Nasruddin Bahar, Koordinator TTI, menyatakan bahwa Pokja Pemilihan telah melakukan perbuatan melawan hukum (PMH) dan harus diberi sanksi tegas.
Berdasarkan analisis LHP BPK, TTI mengungkap modus serupa di berbagai daerah. “Peralatan yang sama digunakan di banyak paket pekerjaan. Misalnya, alat di Paket A ditemukan kembali di Paket B, C, dan seterusnya. SKT personil dipakai hingga 10 proyek, padahal batas kemampuan usaha kecil hanya 5 paket. Ada perusahaan yang mengerjakan 10 paket sekaligus,” tegas Nasruddin.
Yang lebih mengkhawatirkan, dokumen penawaran antar peserta tender kerap memiliki kesamaan bahasa, bahkan alamat IP provider internet yang identik. “Ini indikasi kuat persekongkolan (collusion) baik horizontal antar peserta maupun vertikal dengan Pokja Pemilihan,” tambahnya.
Nasruddin menyesalkan lemahnya tindak lanjut APH. “Pelanggaran terus berulang karena tidak ada sanksi pidana.
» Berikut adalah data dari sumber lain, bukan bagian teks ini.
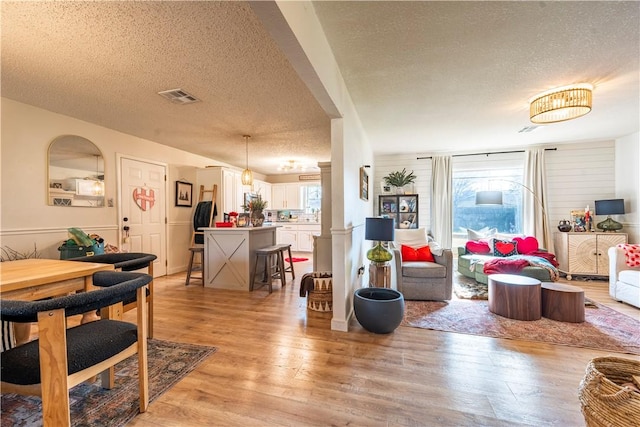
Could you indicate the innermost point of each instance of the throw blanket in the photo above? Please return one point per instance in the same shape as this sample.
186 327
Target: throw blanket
631 254
515 264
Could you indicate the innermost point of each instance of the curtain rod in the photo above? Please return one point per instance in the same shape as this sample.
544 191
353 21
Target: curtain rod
485 154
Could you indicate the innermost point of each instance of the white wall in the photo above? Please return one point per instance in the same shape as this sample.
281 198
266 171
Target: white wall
628 183
301 38
27 219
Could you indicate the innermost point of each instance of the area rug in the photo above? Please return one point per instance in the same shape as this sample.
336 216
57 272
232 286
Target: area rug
294 259
604 328
94 406
466 288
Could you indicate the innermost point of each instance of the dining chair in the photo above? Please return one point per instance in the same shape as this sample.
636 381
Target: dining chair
62 358
129 261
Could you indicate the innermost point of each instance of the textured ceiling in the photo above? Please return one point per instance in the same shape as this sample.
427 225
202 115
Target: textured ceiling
442 76
105 62
425 76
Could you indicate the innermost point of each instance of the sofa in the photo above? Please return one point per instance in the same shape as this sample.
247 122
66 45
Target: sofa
624 280
417 278
522 256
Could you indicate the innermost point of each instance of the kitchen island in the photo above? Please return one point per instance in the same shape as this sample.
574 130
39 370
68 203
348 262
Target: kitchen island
230 254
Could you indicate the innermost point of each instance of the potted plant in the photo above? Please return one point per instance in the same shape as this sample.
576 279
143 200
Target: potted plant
399 179
255 207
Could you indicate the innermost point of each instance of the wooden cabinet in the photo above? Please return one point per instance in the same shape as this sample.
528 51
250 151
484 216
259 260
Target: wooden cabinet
230 189
299 236
285 196
585 253
403 208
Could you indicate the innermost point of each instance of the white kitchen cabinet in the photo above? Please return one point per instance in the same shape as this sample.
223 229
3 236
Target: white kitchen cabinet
288 234
285 196
230 195
305 237
585 253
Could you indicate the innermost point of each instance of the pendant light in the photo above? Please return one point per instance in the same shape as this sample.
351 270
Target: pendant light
247 175
560 104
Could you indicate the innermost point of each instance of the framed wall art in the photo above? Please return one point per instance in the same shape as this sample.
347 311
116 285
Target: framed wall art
184 194
364 184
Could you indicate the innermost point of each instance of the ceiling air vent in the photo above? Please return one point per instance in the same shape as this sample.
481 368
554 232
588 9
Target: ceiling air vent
178 96
528 129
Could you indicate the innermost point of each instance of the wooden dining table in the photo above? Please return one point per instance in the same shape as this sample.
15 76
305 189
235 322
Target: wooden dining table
33 279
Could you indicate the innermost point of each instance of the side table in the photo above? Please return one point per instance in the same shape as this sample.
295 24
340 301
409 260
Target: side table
561 302
379 275
515 297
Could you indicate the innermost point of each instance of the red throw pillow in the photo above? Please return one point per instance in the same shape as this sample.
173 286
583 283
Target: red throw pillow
526 245
419 254
504 248
478 247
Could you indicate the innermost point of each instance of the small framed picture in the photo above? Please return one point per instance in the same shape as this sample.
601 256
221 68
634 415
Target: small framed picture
364 184
184 194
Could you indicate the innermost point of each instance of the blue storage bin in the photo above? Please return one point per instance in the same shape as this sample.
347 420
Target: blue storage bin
75 251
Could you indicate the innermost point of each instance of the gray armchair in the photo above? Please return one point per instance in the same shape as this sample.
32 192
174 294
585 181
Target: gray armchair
422 280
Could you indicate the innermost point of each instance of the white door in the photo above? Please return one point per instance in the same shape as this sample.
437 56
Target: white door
143 205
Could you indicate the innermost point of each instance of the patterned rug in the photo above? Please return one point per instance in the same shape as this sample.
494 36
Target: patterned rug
604 328
94 406
467 288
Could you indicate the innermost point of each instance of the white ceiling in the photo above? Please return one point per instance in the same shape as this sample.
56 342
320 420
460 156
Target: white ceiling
425 77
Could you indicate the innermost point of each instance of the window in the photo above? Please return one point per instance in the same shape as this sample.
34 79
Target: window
311 198
507 218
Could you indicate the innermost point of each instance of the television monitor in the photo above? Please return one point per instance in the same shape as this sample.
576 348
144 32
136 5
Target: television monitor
610 207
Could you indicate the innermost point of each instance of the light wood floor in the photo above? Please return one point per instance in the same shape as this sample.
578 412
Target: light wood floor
278 364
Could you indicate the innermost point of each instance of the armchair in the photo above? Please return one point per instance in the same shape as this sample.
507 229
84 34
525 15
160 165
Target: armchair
421 280
61 358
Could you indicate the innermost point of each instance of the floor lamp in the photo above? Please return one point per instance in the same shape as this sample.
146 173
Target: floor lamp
379 230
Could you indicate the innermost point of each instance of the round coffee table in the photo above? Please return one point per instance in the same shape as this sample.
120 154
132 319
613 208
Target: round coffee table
515 297
564 303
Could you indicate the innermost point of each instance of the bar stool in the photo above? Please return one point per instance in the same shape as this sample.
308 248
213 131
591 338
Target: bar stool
193 251
286 247
273 267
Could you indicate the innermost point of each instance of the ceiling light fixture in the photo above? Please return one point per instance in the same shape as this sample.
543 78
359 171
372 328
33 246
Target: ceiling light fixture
560 104
247 175
291 165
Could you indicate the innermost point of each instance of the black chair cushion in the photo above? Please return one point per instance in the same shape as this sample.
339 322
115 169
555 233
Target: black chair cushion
104 279
126 261
122 285
87 345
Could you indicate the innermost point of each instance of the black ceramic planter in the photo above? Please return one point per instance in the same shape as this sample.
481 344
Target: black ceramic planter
378 310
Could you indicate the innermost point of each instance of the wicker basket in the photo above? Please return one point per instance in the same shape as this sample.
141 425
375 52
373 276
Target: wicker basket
321 297
604 401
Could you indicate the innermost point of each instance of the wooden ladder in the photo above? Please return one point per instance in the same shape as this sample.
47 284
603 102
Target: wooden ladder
214 194
198 248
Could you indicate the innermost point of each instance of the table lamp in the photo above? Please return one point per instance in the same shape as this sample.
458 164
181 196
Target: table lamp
379 230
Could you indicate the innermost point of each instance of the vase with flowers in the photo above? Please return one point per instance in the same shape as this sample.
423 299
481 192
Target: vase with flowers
400 179
255 207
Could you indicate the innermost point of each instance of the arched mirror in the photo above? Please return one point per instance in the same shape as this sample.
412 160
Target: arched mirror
76 172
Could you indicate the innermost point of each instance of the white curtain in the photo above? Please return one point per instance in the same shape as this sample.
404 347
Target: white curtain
536 220
441 200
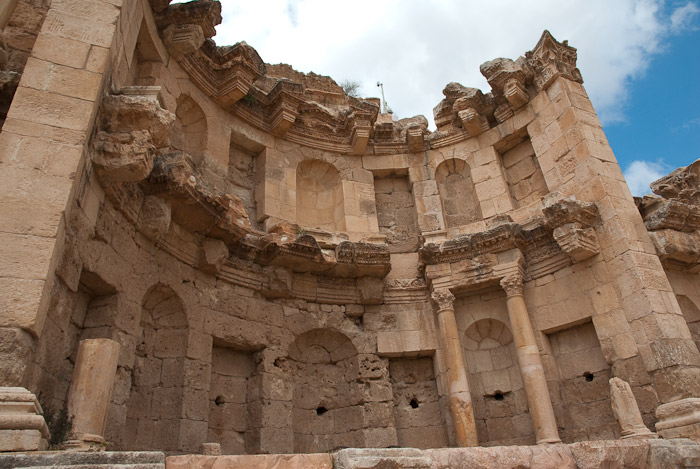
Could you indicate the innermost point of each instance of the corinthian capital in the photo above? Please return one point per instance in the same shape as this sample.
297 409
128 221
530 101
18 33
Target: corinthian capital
512 284
444 298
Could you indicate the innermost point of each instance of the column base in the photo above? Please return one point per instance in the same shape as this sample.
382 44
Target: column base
679 419
638 433
84 442
22 425
548 441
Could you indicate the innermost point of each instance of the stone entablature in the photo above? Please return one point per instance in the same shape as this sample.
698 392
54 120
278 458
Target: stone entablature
264 249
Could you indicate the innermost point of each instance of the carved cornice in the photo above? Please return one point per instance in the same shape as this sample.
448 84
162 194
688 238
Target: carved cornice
204 13
512 284
567 226
682 185
444 299
508 79
550 60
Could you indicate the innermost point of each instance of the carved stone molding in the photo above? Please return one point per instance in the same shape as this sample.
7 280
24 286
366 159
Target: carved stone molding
579 243
550 60
508 79
443 298
203 13
683 184
512 284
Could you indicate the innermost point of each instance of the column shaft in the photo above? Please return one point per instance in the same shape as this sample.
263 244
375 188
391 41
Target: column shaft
531 370
90 392
458 387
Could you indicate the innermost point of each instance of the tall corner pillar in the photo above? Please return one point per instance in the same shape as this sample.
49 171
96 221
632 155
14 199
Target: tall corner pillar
90 393
458 387
530 362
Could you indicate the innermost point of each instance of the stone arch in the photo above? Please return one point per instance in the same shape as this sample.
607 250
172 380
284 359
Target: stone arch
500 403
326 402
190 133
320 200
460 205
691 313
154 407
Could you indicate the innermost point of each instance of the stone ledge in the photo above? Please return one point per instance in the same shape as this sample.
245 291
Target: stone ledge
107 459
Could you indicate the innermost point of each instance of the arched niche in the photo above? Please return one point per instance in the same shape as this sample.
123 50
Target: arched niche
154 407
460 205
691 313
326 402
190 133
500 403
319 196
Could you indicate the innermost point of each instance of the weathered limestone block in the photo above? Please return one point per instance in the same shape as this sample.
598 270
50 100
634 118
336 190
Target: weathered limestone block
370 290
258 461
626 411
183 39
22 424
504 457
154 218
16 347
212 255
133 459
508 78
123 156
550 60
679 419
90 393
138 109
681 184
676 247
394 458
211 449
579 243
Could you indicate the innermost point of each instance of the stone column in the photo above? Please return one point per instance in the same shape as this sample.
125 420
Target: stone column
458 387
90 392
531 369
627 412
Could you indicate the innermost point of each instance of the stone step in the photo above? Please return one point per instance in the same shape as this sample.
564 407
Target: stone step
111 459
391 458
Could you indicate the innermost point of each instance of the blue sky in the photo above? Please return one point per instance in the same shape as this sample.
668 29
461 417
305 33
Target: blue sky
639 58
661 127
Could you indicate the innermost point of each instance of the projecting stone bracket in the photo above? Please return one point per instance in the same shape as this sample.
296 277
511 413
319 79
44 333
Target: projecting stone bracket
578 242
22 425
679 419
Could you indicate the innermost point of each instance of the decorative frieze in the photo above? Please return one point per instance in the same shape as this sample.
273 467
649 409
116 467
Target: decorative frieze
550 60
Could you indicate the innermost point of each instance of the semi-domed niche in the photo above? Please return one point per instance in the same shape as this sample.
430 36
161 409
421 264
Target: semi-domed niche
326 403
190 133
320 201
460 205
154 406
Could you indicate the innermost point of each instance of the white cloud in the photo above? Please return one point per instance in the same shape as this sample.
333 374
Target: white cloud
639 174
415 47
683 18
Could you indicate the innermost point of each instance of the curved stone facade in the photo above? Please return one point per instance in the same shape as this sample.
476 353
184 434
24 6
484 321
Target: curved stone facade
287 270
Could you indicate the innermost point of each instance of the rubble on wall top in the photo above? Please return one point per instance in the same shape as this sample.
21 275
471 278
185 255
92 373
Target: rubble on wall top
313 110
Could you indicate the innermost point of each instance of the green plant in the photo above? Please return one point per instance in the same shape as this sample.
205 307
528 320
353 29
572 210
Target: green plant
249 100
60 425
351 88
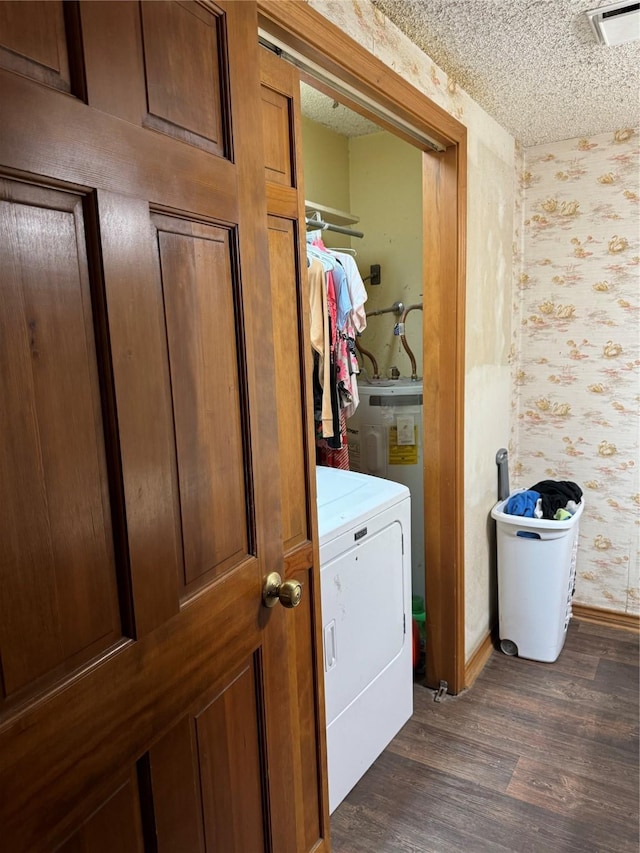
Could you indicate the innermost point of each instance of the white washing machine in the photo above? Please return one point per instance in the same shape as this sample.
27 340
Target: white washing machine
365 568
385 439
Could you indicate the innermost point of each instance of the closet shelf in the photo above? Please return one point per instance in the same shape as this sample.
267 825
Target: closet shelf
330 214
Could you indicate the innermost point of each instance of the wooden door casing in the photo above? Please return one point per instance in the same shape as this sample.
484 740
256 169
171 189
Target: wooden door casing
143 681
281 118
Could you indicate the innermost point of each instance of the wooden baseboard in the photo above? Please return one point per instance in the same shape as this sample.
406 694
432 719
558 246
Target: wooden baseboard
611 618
478 659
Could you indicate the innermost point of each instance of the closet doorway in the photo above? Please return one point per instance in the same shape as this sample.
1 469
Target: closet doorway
339 65
363 179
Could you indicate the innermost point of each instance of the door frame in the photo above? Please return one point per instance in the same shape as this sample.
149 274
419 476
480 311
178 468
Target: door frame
444 177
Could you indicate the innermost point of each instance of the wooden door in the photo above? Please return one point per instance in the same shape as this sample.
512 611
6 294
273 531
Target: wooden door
149 700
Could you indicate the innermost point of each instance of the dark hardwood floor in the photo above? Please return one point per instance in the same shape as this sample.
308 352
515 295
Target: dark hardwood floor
535 757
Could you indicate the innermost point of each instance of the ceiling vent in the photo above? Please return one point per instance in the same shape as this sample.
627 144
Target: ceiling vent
617 23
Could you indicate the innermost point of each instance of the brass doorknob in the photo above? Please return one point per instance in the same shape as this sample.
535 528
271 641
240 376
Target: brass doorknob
288 593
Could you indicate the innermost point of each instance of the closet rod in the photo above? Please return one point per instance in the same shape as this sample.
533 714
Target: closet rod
319 224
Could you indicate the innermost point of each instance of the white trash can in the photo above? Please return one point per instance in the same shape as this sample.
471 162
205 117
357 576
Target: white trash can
536 579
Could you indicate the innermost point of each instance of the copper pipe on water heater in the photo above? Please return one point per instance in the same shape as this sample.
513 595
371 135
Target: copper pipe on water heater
408 350
369 355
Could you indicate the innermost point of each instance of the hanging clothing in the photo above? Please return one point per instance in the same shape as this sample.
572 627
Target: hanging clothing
321 343
337 296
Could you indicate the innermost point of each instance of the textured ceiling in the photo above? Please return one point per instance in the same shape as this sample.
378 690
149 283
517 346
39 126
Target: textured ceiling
331 114
534 65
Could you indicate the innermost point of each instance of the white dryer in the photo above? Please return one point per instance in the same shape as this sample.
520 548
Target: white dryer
365 567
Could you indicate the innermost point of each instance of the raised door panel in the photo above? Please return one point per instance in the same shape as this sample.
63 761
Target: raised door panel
58 599
36 44
276 122
114 825
200 286
185 38
205 773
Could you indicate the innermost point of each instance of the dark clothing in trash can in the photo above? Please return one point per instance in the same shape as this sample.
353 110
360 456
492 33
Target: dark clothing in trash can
556 494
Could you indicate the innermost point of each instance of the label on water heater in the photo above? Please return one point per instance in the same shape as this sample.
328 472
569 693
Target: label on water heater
402 454
406 429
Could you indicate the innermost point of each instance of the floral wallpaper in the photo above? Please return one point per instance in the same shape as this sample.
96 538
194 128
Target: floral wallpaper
576 354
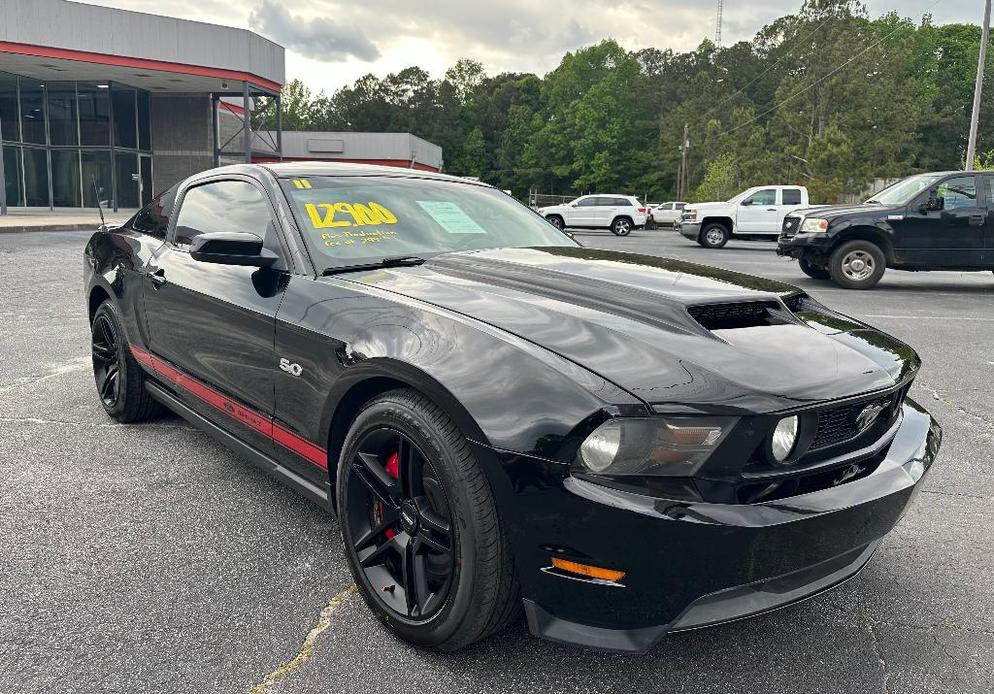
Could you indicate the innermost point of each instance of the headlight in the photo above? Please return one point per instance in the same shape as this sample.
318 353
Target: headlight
784 438
653 446
814 224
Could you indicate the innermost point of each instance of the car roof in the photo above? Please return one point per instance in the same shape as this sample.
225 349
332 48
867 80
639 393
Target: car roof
300 169
303 169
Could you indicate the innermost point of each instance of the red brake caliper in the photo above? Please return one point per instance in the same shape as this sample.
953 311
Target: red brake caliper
393 469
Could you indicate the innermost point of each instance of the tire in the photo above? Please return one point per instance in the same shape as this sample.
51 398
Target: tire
407 473
815 272
119 379
857 265
622 226
714 235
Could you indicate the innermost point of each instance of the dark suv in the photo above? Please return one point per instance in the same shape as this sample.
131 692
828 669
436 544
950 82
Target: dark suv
933 221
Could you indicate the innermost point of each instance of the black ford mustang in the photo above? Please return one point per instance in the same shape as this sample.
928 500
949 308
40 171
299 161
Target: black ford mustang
620 444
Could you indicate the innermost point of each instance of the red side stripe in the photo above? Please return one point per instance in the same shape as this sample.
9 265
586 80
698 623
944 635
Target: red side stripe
250 418
301 446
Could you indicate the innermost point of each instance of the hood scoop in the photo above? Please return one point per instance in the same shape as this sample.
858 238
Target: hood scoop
741 314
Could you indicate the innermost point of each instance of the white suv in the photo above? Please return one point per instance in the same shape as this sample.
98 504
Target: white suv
619 213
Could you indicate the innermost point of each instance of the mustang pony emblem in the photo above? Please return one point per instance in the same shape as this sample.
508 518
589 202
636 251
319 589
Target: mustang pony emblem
866 418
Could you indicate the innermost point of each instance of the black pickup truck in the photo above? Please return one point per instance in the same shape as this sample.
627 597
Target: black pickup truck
932 221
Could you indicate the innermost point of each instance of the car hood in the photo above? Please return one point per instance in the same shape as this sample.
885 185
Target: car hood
627 317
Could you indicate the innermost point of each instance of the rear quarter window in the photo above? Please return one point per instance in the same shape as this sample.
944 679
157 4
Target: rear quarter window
791 196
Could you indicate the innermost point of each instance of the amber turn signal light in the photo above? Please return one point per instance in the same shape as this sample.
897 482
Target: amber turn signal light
586 570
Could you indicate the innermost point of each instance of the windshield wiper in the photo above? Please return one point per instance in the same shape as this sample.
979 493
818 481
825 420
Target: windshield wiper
393 261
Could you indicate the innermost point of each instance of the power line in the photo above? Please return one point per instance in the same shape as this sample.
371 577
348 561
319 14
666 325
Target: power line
778 61
777 107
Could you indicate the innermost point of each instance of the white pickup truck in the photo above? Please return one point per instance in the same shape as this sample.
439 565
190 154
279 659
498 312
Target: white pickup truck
754 213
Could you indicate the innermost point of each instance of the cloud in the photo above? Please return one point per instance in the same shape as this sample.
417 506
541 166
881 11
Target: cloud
320 38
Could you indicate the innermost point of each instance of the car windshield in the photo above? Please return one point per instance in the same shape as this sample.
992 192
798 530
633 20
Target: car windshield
903 192
365 219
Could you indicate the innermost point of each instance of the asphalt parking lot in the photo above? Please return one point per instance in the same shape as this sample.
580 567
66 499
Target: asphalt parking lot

Selama ini, temuan hanya diserahkan ke Aparatur Pengawas Internal Pemerintah (APIP), tetapi mereka tidak proaktif. APIP seharusnya mencegah pelanggaran, bukan menunggu laporan BPK.”
Ia mendesak APIP mencabut sertifikat anggota Pokja yang terbukti bersalah. “Dengan begitu, mereka tak bisa lagi terlibat dalam proses tender untuk waktu tertentu,” ujarnya.
TTI juga mengungkap praktik pemalsuan dokumen yang masif. “Jika jujur, 80% dokumen tender itu palsu. Mulai dari bukti kepemilikan alat, surat sewa, hingga SKT. Pertanyaannya, bagaimana Pokja bisa melewatkan ini? Jawabannya, karena mereka sering terlibat dalam persekongkolan,” tegas Nasruddin.
Menurut aturan, penyedia yang ketahuan memalsukan dokumen wajib masuk daftar hitam (blacklist) selama dua tahun. Namun, implementasinya lemah. “Ini yang membuat mafia tender merasa aman,” kritiknya.
Nasruddin mendesak Gubernur, Bupati, dan Wali Kota terpilih pada Pilkada untuk menempatkan pejabat berintegritas dalam struktur pengadaan. “Prinsip good governance harus dijalankan. Keputusan dan pelaksanaan tender harus transparan dan akuntabel,” tegasnya.
Ia menegaskan, tanpa penegakan hukum yang tegas dan peran aktif pengawas internal, praktik korupsi tender akan terus merugikan negara dan masyarakat.